Classic vs Vintage... what is the difference?

"Nitpicker" decided to attempt to correct the verbage I used in the next post. I say those stickers are "Vintage". He thinks I'd be more accurate if I said they were (in his opinion) "Classic".

I always defer to Websters American dictionary of the English language, particularyly my 1948 published edition. But that is boxed away in storage. So I will defer to Dictionary.com

http://dictionary.reference.com/browse/vintage numbers 6 and 9 are the ones that are general in nature, and not relating to wine, so:
6. the class of a dated object with reference to era of production or use: a hat of last year's vintage. –adjective
9. representing the high quality of a past time: vintage cars; vintage movies.

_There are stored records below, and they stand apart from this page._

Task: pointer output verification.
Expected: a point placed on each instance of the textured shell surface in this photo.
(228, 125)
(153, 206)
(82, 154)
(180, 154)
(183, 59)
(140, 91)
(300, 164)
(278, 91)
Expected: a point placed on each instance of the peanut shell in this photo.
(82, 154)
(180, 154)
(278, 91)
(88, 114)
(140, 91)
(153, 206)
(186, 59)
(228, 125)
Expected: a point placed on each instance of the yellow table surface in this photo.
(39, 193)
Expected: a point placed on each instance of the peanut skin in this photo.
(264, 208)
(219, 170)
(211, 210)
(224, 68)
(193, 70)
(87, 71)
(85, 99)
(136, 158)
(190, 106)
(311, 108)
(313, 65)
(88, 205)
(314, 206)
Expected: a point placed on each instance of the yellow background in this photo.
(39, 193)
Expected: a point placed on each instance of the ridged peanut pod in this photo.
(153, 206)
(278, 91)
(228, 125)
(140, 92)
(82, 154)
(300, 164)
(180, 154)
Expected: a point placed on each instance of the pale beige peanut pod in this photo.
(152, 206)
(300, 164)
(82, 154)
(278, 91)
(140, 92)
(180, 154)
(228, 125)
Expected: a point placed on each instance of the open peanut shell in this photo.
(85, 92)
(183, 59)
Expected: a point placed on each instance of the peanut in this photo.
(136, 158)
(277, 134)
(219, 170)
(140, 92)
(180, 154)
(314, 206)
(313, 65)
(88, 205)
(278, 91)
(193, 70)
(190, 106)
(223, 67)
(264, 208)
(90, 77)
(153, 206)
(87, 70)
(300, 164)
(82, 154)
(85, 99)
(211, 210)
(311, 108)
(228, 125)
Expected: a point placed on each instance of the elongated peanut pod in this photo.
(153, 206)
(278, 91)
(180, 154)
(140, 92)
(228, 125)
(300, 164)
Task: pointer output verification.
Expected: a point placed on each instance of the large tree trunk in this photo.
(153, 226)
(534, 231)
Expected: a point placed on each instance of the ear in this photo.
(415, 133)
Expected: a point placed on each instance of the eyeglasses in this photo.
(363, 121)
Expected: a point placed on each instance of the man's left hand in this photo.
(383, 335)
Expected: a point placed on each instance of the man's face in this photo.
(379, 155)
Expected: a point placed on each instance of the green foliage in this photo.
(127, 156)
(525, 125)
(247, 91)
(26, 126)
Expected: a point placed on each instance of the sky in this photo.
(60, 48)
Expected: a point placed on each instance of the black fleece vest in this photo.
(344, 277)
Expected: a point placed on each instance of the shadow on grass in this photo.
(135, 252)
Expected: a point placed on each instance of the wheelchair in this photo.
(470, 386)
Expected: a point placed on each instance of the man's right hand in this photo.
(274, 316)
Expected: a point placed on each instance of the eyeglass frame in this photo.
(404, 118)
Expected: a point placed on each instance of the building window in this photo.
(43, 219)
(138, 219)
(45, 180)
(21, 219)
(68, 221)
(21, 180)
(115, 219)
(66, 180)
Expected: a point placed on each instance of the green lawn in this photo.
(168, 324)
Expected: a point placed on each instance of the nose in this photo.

And then a bit farther down: Characterized by excellence, maturity, and enduring appeal; classic.

The word Classic : of or pertaining to automobiles distinguished by elegant styling, outstanding engineering, and fine workmanship that were built between about 1925 and 1948.

So... now what? Both defintions are relevant, and seem to be equally pertinant.

So, Nitpicker... seems like a draw, but it's my post, and I like the word Vintage due to my understanding of the relevancy to the time period of an item, and the word Classic has become more related to the era of cars, not the items associated with those cars.

Thanks for reading and enjoying the website, if that's my worst semantics error... I'm doing pretty good!